President Donald J. Trump scored another victory. After he personally made an appeal for the release of three young University of California, Los Angeles, basketball players detained in China on suspicion of shoplifting, they were released.

Trump asked Chinese President Xi Jinping to intervene in the case just days before the young men–LiAngelo Ball, Cody Riley, and Jalen Hill–who were facing lengthy prison sentences, arrived back in the United States on Tuesday.

On Nov. 7, the three basketball players were detained by police in the eastern Chinese city of Hangzhou, accused of shoplifting. They were subsequently held and did not return to America with the team on Saturday.

“What they did was unfortunate,” Trump said of the incident while in Manila (see video below). He had raised the topic of the players with Xi at a dinner held during his state visit to Beijing.

According to a senior White House official, that discussion paved the way for the players, who were given relatively light treatment due to the president’s intervention.

“It’s in large part because the president brought it up,” the official told Reuters, regarding the release of the UCLA players.

Trump told reporters that the trio could have faced long prison sentences and that Xi’s response to his appeal was “terrific.”

The trio of players landed at Los Angeles International Airport to a gaggle of reporters on Tuesday evening (videos below). Heads bowed, they declined to issue statements, ignoring questions such as, “Are you guys Donald Trump supporters now?”
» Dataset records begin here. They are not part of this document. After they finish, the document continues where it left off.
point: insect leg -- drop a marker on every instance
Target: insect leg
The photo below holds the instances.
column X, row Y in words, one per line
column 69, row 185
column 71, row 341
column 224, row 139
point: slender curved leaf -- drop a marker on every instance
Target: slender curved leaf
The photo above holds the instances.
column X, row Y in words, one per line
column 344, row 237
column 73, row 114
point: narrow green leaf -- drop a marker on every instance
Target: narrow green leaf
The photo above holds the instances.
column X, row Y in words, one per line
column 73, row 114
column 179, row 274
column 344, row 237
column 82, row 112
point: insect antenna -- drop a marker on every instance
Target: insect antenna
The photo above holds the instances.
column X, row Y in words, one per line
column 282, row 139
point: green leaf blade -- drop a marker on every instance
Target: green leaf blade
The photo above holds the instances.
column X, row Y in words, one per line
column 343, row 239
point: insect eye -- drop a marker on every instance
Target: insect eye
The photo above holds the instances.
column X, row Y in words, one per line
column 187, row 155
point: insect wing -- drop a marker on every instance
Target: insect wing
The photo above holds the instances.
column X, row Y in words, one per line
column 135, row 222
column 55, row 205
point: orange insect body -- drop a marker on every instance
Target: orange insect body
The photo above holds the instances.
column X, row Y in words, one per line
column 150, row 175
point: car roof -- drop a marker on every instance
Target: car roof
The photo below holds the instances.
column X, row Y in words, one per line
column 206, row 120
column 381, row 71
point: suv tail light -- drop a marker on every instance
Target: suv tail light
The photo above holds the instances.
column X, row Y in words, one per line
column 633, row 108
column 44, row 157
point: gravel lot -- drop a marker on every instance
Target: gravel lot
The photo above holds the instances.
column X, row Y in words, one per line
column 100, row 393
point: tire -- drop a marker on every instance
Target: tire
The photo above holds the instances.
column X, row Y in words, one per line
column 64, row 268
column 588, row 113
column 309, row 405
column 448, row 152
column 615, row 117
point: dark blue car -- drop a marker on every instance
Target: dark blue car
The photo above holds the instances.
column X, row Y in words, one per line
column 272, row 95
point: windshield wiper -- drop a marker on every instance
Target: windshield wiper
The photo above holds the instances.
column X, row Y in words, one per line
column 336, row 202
On Wednesday morning, President Trump tweeted a message about the trio’s release (see below). It read: “Do you think the three UCLA Basketball Players will say thank you President Trump? They were headed for 10 years in jail!”

The UCLA team was in China for a Saturday game in Shanghai against Georgia Tech. While in Hangzhou during the early part of the week, to visit game sponsor Alibaba Group Holding Ltd., the three freshmen were held for questioning by police over alleged shoplifting from a Louis Vuitton store.

The players never went to court over the allegations, as their release was secured prior to proceedings. That is another boon for the accused shoplifters; since the matter did not occur on the court, UCLA will decide if the players will be punished, according to Pac-12 Commissioner Larry Scott.

On Tuesday, UCLA Chancellor Gene Block said in a statement that the incident was under review by the Athletics Department and Office of Student Conduct, which will determine any potential discipline.